45 Comments
- 3monkeys, on 10/12/2007, -4/+14Cool on of the admins fixed my typo in the title.
- silverfire, on 10/12/2007, -0/+9You don't have to be on Linux to use them :P
http://unxutils.sourceforge.net/ - bribera, on 10/12/2007, -2/+11I grep around awkwardly alot, but I still manage to get some head. And tail.
- lwdallas, on 10/12/2007, -1/+10Get crazy, baby:
http://www.cygwin.com/ - zoombusa, on 10/12/2007, -0/+8what about sed?
- oceanbeachsf, on 10/12/2007, -0/+7Great utils. I use em all the time. I think it should be noted these utilities existed for at least 20 years before Linux. The kids in Berkely were doing this years ago!!
- merreborn, on 10/12/2007, -0/+7and xargs.
- flash200, on 10/12/2007, -1/+7sed can be pretty useful, for applying regular expressions to a stream of text data, or for applying a regular expression to a variable in a bash script.
Haven't used awk yet but it looks very interesting. - aeio, on 10/12/2007, -1/+7don't forget sort, uniq and tac (cat, but backwards)
- Bishoco, on 10/12/2007, -0/+5Anybody who wants to become well versed in UNIX needs to learn these tools. They are powerful and often very fast on even large files. Sed, grep, head, and tail get really powerful when you learn how to chain the commands together through piping. Awk is a really powerful tool as well. These suckers can save you a lot time if you need pull data out of files or convert it to a new format.
If you want to learn this stuff, I really recommend O'Reilly's Unix in a Nutshell. http://www.oreilly.com/catalog/unixnut4/index.html
And have a seasoned UNIX guy show you the ropes. - merreborn, on 10/12/2007, -1/+6For many tasks, it's generally a lot faster to just pipe a couple of commands together on the commandline than it would be to write a perl script.
- gtchen66, on 10/12/2007, -0/+4These are all basic utilities that are part of the preliminary questions I ask any job canidate who claims to work with unix. They are extremely powerful individually, but become more so when combined. One thing the article doesn't do justice to is how to combine multiple utilities via pipes. No GUI in the world has the flexibility to do the kind of ad-hoc queries I routinely execute via some combination of these textutils.
The recent AOL fiasco, for example, precedes each line with the userid. Lets say I wanted to know which user had the most searches during the 3 months that the data encompassed. My command would be:
cut -f1 *.txt | sort | uniq -c | sort -n | tail
I could refine it and set a variable to the final value with (depends on your shell):
set most = `cat user-ct-test-collection-??.txt | grep -v ^Anon | cut -f1 | sort | uniq -c | sort -rn | head -1 | awk '{print $2}'`
I'd love to see any GUI try that. - midlifecrisis, on 10/12/2007, -2/+6Grep is most useful when combined with find.

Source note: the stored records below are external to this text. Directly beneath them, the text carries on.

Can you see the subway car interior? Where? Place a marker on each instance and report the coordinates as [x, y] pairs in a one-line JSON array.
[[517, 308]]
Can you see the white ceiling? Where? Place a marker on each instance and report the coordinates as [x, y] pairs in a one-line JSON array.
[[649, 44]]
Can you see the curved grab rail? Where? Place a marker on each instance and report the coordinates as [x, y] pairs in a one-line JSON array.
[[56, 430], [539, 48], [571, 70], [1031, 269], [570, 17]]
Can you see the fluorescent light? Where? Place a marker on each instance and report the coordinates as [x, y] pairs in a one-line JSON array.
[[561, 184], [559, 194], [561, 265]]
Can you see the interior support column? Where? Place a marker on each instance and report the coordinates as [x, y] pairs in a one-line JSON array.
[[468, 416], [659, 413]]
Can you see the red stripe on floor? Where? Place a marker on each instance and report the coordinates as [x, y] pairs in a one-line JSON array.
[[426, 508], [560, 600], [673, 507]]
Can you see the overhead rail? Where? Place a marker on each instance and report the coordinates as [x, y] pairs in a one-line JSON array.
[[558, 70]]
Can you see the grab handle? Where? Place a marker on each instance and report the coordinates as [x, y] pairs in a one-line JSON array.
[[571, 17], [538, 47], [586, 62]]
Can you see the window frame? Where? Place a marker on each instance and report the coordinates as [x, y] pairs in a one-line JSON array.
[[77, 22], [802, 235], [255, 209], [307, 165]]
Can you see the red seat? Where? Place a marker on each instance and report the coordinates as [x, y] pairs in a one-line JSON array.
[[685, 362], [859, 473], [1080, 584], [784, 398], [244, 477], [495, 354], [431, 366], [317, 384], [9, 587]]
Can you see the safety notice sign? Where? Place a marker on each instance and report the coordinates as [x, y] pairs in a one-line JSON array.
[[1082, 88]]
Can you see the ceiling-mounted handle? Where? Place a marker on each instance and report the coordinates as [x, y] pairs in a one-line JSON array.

- Sheco, on 10/12/2007, -0/+4The article tells you a way to search for a word and you don't care about the case of the first letter and it is:
# grep "[T, t]he" memo
WTF!!! that means match when there is a T or a comma or a space or a t, followed by 'he'. It does not mean match when there is a T or a t, then 'he'
You should do this instead, when wanting to match for different characters in a position.
# grep "[Tt]he" memo - diecastbeatdown, on 10/12/2007, -0/+4daily tools of the trade. if you need info now, especially on the one-liner front then you need to know these apps. i find awk to be typically more useful than grep.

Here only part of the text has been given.